Washington plays Eli, a loner of a man headed west to an unknown location…unknown to even him.  Oldman is kind of like the Vito Corleone of a Mad Max-style town in this sepia-laden, post-apocolyptic world where food is more precious than gold and its value is only second to that of water.  Eli’s duty is to protect his priceless book and retain  possession while he makes his way across the flash-burned landscape.  Looters and thieves dot the trail making the path treacherous for any passerby.  Luckily for Eli, he is armed to the teeth and has the fighting skills of a samurai and the aim of a sniper.  His run-in with Carnegie (Oldman), a seeker of books, is inevitable and at times entertaining. 

The Book of Eli 

There are some good moments and yes, Denzel Washington is great in his role and Gary Oldman is really good at being really ruthless.  Even HBO Rome’s Ray Stevenson made an appearance in this film.  Maybe it was just me and the fact that I’ve only slept 12 hours in the last three days, or maybe I really was coherent and Stevenson’s accent kept going in and out.  At one point, I thought I heard a Brit accent, then another moment I could have sworn I came across a bit of Dixie, then Yank.  It’s like multiple personalities residing in his mouth muscles. 

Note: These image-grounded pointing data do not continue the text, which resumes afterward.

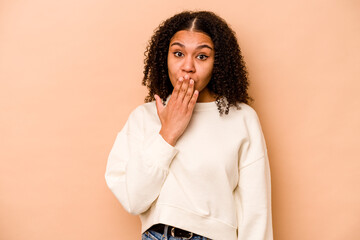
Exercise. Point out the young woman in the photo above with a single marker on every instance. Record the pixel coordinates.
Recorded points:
(192, 160)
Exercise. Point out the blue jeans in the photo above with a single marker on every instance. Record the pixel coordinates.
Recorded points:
(152, 235)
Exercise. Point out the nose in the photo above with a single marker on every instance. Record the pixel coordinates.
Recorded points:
(188, 65)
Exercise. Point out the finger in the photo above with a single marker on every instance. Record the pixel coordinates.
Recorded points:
(193, 100)
(189, 92)
(159, 105)
(177, 87)
(183, 89)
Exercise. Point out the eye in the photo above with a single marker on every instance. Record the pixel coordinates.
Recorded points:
(202, 57)
(178, 54)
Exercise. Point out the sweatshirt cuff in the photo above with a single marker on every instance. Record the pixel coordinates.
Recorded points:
(159, 152)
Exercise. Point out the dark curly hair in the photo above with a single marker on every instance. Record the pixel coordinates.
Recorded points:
(228, 83)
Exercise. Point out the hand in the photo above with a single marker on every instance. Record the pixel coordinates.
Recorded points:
(176, 115)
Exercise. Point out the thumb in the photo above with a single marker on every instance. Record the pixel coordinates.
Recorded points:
(159, 105)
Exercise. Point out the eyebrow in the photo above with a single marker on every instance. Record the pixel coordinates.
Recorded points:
(198, 47)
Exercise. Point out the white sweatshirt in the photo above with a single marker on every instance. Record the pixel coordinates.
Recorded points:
(215, 182)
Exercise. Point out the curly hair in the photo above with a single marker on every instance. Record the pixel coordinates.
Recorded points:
(229, 81)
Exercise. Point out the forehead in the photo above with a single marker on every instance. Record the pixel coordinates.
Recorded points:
(191, 37)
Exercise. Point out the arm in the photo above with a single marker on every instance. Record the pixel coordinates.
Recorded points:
(253, 199)
(137, 167)
(253, 193)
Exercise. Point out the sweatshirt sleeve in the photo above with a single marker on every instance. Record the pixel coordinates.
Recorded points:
(253, 192)
(138, 165)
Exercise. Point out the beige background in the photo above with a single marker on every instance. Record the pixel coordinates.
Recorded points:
(70, 74)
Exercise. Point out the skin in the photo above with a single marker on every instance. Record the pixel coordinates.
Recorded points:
(190, 64)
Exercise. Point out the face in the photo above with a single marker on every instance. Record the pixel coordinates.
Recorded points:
(191, 54)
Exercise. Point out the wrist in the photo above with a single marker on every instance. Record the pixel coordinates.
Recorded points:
(168, 137)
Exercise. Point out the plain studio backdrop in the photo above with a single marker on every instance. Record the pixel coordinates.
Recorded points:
(71, 71)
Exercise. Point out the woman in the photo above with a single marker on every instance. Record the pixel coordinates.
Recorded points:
(192, 160)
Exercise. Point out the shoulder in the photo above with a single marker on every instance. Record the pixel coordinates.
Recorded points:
(246, 112)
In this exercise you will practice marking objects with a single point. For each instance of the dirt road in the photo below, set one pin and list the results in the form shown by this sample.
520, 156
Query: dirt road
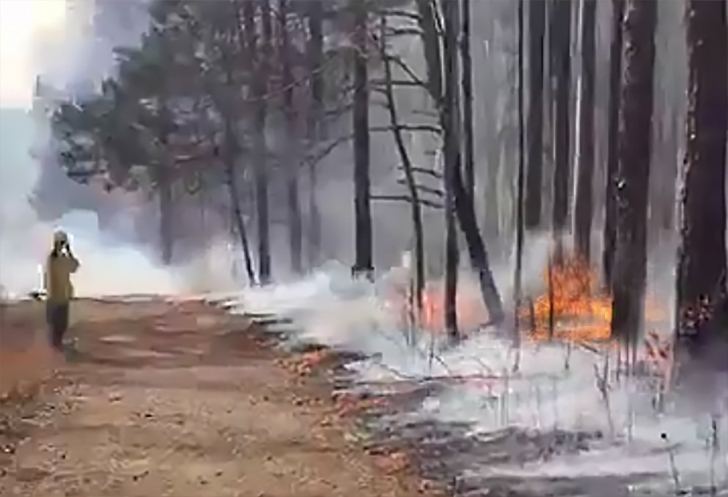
174, 400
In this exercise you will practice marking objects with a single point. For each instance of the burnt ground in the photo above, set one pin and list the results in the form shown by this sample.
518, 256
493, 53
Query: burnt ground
175, 399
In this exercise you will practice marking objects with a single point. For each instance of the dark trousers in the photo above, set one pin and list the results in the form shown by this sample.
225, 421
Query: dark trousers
57, 319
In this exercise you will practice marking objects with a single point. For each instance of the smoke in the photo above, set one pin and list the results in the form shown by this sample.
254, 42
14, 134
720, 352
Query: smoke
113, 261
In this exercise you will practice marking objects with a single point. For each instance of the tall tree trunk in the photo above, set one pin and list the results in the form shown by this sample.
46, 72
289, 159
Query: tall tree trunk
362, 201
467, 75
610, 194
583, 205
702, 255
562, 152
292, 197
635, 139
229, 159
464, 205
668, 184
260, 57
315, 124
164, 187
410, 181
520, 206
450, 109
534, 178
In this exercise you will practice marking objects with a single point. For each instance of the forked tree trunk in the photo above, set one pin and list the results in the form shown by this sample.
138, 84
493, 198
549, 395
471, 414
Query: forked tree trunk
260, 56
562, 151
635, 140
292, 195
583, 204
464, 206
534, 178
315, 125
362, 196
467, 75
418, 286
610, 195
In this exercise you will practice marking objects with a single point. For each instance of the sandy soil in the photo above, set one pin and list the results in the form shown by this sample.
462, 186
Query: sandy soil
168, 399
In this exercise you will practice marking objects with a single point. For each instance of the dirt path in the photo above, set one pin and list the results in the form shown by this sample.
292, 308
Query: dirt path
179, 400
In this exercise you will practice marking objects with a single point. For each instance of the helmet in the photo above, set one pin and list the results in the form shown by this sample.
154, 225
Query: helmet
59, 237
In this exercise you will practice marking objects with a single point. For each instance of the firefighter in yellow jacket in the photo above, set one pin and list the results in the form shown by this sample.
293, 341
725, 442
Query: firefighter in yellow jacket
61, 263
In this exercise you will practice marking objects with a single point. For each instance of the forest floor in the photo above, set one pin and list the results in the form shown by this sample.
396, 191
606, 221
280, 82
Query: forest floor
171, 399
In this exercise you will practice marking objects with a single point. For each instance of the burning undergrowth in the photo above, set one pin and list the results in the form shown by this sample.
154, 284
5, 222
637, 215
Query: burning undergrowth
564, 424
575, 306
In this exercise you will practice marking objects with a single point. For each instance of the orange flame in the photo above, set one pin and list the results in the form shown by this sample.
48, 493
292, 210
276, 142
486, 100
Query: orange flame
580, 309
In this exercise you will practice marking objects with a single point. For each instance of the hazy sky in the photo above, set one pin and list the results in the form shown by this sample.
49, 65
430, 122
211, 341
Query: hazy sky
23, 25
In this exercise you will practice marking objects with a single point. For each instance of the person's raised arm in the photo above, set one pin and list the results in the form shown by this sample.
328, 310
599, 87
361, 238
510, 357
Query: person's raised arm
74, 264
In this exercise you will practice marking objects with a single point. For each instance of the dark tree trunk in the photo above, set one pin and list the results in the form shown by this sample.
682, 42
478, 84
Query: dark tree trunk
315, 124
562, 153
260, 56
451, 106
418, 281
467, 75
229, 159
534, 178
610, 194
583, 205
521, 180
668, 184
164, 186
702, 255
464, 207
635, 139
292, 196
362, 195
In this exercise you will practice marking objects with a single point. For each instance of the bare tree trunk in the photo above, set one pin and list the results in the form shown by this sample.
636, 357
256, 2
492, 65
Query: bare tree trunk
410, 181
260, 56
315, 124
635, 139
292, 196
230, 152
610, 195
362, 202
164, 187
562, 152
467, 75
534, 178
583, 205
464, 207
451, 155
520, 207
702, 255
666, 208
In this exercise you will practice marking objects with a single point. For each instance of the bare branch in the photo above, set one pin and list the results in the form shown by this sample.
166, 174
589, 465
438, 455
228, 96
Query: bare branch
399, 82
428, 128
391, 32
429, 172
405, 198
401, 13
423, 188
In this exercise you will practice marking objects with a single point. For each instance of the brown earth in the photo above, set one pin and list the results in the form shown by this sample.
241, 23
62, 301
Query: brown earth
172, 399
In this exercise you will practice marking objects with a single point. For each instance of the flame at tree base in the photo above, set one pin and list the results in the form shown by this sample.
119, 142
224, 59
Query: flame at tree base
574, 308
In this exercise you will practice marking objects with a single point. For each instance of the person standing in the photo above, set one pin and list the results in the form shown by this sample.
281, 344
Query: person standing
60, 265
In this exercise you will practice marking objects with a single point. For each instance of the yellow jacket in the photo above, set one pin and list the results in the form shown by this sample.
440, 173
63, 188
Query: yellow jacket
57, 277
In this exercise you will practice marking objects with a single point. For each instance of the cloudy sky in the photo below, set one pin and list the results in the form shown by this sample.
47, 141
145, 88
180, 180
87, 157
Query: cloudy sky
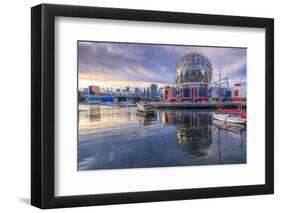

The fight scenes were not believable and felt overly rehearsed.  I didn’t know if I was watching The Book of Eli or if I was back in the dance studio.  The scuffles were just too choreographed for me to jump on board.  Near the latter portion of the film, you’ll find Washington and Kunis in a rowboat making their way towards a two-dimensional wall with an image of an island on it.  The pair had just left another two-dimensional wall that projected a picture of a certain ravaged city.  In other words, the green screen effects were less than spectacular…okay, they were garbage.  As my friend Ricki would say, “That’s fake!” 

The Book of Eli

The film does contain an awesome plot twist though it just isn’t enough to save this title.  There is some great potential in this story, but its sloth-like progression deflated my hope for The Book of Eli.